The banner justification for redevelopment is that the new construction will generate additional taxes, and they will benefit the city. That was actually the whole justification for the taking in the wretched Kelo case. Right? Well, maybe not so right. We know that redevelopment deals often include provisions whereby the redevelopers get to enjoy “tax abatement” — they don’t have to pay property taxes on their redeveloped projects, or they don’t have to pay the full amount of those taxes, either  temporarily or in perpetuity. Which is exactly what happened in Kelo — the municipal goodies included a 12-year tax abatement for Pfizer, the giant pharmaceutical company that was supposed to benefit from the project. The same was true of the notorious Poletown case in Detroit where General Motors (then the largest company in America) got a multi-million dollar tax abatement. As we know, that didn’t help — GM went bankrupt anyway.
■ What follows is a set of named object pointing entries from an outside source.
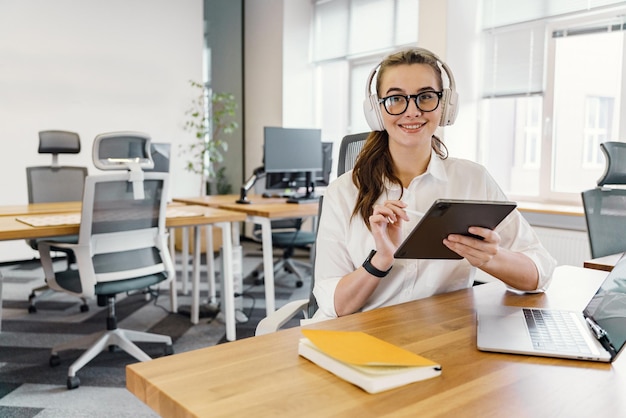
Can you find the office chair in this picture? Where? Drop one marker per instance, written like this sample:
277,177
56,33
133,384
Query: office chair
605,205
288,235
349,150
55,183
122,247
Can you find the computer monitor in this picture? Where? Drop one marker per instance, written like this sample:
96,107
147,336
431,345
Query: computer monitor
295,153
283,181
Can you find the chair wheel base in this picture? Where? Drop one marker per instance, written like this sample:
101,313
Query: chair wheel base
73,382
54,361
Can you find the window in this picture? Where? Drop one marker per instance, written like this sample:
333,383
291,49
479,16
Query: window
598,117
552,92
349,38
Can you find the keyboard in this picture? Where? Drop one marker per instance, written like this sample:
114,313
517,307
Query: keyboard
554,330
303,199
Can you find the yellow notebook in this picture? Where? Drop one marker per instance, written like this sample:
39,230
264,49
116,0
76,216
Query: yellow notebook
365,361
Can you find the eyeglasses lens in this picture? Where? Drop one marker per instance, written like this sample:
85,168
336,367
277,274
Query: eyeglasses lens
397,104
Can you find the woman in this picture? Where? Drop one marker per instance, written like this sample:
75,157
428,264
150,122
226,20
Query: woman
405,165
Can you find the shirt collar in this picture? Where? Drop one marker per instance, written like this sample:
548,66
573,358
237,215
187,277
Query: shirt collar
435,169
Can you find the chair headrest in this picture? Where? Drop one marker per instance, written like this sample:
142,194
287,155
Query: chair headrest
615,170
59,142
122,151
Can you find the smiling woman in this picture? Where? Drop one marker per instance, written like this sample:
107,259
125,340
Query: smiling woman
403,164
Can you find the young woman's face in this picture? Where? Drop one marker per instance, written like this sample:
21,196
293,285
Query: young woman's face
413,126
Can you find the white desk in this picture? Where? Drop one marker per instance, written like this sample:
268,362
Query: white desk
261,211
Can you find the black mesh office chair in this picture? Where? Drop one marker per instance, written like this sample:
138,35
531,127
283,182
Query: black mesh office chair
348,152
122,247
55,183
605,205
288,235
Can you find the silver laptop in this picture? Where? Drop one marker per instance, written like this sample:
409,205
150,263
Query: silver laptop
597,334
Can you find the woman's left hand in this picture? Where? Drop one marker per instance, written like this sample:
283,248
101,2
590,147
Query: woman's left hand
478,252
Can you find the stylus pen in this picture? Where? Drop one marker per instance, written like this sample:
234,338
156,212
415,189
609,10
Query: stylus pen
409,211
413,212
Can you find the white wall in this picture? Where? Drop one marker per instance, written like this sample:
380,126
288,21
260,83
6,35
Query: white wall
263,75
93,66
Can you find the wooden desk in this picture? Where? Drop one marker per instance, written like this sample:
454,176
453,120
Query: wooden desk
264,376
41,208
260,211
12,229
605,263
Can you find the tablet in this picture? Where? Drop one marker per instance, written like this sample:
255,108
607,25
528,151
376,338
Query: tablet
449,216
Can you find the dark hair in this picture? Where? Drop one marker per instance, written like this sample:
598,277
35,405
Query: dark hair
374,163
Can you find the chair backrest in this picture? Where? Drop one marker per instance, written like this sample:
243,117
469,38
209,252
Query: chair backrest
605,207
58,142
349,150
615,169
605,214
54,182
125,235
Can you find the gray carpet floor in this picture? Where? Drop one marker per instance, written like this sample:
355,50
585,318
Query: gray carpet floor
30,387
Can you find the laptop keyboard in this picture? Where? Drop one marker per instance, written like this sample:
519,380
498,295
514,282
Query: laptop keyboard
554,330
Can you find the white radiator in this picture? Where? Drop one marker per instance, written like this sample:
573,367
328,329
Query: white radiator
567,246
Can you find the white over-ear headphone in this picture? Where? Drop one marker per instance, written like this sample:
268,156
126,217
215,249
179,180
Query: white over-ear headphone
449,99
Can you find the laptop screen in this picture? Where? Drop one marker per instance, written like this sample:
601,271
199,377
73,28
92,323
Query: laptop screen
608,306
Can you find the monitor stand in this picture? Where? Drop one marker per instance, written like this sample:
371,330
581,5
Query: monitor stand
309,196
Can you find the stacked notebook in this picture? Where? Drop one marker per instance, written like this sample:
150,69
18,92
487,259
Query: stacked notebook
372,364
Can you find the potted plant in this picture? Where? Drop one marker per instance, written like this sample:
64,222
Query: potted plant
210,117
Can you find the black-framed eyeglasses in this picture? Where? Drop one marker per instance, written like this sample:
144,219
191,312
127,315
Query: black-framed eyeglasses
397,104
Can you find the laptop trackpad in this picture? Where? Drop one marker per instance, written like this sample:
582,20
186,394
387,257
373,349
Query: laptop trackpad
502,328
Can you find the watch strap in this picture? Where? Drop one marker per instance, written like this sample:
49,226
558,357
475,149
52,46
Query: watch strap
367,265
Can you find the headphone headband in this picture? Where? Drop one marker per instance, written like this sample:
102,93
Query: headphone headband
449,99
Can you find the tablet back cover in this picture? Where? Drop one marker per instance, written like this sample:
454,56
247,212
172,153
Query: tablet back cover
449,216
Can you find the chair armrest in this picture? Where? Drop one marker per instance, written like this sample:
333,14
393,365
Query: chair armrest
44,248
277,319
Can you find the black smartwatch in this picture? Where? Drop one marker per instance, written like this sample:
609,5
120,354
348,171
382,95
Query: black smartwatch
367,265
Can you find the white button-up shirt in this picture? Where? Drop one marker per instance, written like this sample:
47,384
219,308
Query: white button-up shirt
343,242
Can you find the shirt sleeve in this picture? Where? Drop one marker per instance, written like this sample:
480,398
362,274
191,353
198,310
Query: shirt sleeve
332,259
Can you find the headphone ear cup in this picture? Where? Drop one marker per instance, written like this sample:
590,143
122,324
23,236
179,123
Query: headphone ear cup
371,110
449,107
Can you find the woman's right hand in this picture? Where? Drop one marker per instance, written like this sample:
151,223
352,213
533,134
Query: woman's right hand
386,224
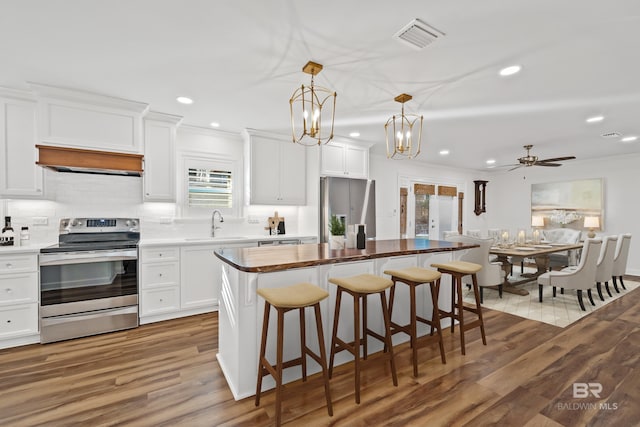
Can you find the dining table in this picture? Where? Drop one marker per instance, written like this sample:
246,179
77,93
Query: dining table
539,252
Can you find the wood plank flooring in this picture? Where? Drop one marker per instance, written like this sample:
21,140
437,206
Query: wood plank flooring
166,374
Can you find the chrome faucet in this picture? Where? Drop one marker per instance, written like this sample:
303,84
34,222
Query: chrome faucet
213,221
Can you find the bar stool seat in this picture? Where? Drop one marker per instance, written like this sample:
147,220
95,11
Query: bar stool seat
457,270
414,277
360,287
298,296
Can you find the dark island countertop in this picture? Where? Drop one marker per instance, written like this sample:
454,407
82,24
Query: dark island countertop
277,258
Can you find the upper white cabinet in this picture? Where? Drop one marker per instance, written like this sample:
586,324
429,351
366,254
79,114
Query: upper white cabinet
159,176
73,118
19,174
345,160
277,171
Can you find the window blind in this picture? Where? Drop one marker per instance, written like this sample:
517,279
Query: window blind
210,188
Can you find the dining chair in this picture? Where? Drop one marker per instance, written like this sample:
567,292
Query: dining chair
604,268
491,273
579,278
620,260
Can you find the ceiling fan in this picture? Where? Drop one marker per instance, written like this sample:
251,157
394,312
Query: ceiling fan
530,160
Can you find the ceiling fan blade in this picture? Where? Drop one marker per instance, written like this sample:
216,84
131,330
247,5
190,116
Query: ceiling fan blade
557,159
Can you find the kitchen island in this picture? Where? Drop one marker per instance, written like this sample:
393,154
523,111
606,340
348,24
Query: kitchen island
244,270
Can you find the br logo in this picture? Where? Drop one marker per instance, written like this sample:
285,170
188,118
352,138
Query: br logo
583,390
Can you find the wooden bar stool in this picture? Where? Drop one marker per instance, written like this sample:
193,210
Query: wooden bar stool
414,277
457,270
284,299
359,287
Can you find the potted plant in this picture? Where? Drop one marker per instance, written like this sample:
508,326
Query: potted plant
336,229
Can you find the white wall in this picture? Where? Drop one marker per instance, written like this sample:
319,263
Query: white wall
509,196
387,174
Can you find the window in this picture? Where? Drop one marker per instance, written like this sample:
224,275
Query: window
209,182
210,188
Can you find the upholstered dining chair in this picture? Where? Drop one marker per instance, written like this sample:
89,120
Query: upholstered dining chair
604,269
579,278
562,235
491,273
620,260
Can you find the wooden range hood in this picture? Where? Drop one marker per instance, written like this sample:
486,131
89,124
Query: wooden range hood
63,159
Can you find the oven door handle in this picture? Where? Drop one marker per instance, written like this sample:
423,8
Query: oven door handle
87,257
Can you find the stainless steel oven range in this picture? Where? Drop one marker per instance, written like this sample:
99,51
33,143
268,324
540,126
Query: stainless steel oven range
89,280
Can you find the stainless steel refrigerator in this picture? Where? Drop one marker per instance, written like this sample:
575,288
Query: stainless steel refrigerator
351,200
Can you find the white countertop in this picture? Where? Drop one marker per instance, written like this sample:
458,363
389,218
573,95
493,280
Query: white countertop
217,240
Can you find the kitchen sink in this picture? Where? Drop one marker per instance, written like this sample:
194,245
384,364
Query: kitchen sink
214,239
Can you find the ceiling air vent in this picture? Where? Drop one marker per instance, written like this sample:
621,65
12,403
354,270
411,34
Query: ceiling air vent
611,135
418,34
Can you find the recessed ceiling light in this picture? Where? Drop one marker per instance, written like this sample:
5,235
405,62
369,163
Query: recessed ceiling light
184,100
510,70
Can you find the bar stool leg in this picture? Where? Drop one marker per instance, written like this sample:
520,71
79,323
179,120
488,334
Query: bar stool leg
323,357
365,349
280,342
263,346
356,341
458,288
413,328
387,336
479,308
435,316
303,345
334,336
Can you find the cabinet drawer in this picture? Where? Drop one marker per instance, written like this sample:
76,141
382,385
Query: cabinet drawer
18,263
17,320
18,288
159,254
160,300
159,274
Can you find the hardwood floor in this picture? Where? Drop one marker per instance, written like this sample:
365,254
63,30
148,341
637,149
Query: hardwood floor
166,374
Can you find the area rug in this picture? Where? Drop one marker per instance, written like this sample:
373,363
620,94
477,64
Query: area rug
560,311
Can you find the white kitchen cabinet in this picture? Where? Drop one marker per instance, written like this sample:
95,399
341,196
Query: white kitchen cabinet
344,160
159,276
277,172
20,177
159,178
19,291
201,274
74,118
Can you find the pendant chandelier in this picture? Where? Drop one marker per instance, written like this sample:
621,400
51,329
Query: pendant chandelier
401,135
309,105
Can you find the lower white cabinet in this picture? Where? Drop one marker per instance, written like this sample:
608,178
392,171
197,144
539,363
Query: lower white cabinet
180,280
18,299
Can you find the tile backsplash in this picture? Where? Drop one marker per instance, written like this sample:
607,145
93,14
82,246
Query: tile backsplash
87,195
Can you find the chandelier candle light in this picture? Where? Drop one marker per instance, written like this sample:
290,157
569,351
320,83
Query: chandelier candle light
308,104
401,143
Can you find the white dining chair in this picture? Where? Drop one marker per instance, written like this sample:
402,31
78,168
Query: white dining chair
579,278
491,273
620,260
604,267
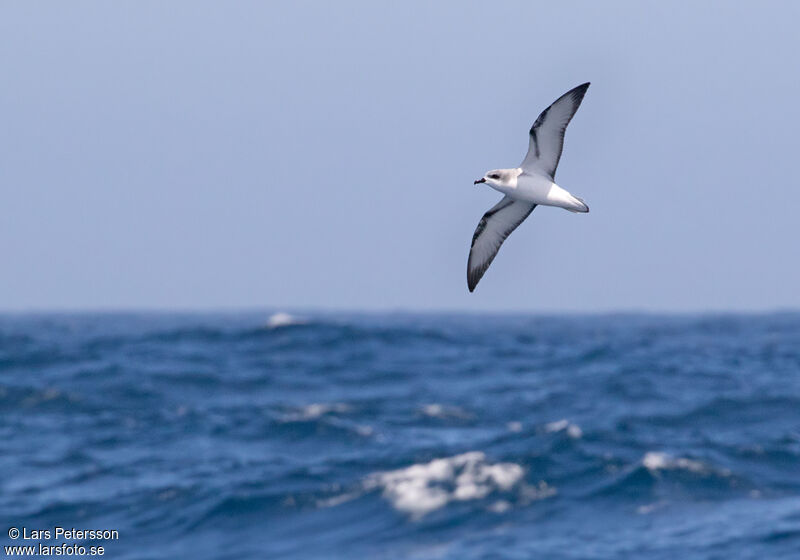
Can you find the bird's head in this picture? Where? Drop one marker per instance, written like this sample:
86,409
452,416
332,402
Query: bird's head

But since redevelopment bonds (whose sale produces the funds used to finance the project) have to be serviced and eventually paid off, that means that the net cash flow from redevelopment projects is . . . We like the way California’s Court of Appeal Justice Macklin Fleming put it in one of his opinions: the project promoters, said he, promise to bake a bigger economic pie, with bigger slices going to all, but in reality what they often produce is pie in the sky.

Thus, we now learn from none other than that great supporter of redevelopment takings, the New York Times, that the new Barclays Center in Brooklyn, built on the newly condemned land of the Atlantic Yards redevelopment project with a “taxable” assessed value of $329.1 million, won’t have to pay any property taxes like the rest of you peasants. Isn’t that nice?

In receiving such royal treatment Barclays will be joining such luminaries as Madison Square Garden, Yankee Stadium and CitiField who also don’t pay property taxes on their playgrounds. See Jim Dwyer, Vital City Revenue, Lost in Fine Print, N.Y. Times, February 13, 2013, at p. A23. Quoth Mr. Dwyer:

“A classic in the field is Madison Square Garden, which received a tax exemption on its property in 1982, as long as the Knicks and the Rangers agreed to play there for 10 years. Everyone in government apparently thought that meant a 10 year tax abatement. There were great worries that the sport teams would move away with the trauma of the Dodgers leaving Brooklyn in 1957 having ossified into an abandonment neurosis, acted out in compulsive, humongous handouts of public money to sports  teams.

But in 2002, 20 years from when the “10-year” tax exemption was granted, Joyce Purnick, a columnist for The New York Times, read the fine print and discovered that it expires on the 12th of Never.

That is, Madison Square Garden pays no property tax today either, 31 years later. And by the way, for many seasons, the Knicks gave no sign of playing actual basketball.

Moment of bewilderment. All the people involved in the deal, which was made when Edward I. Koch was Mayor, said they thought the exemption was for only 10 years, but ohmygosh!”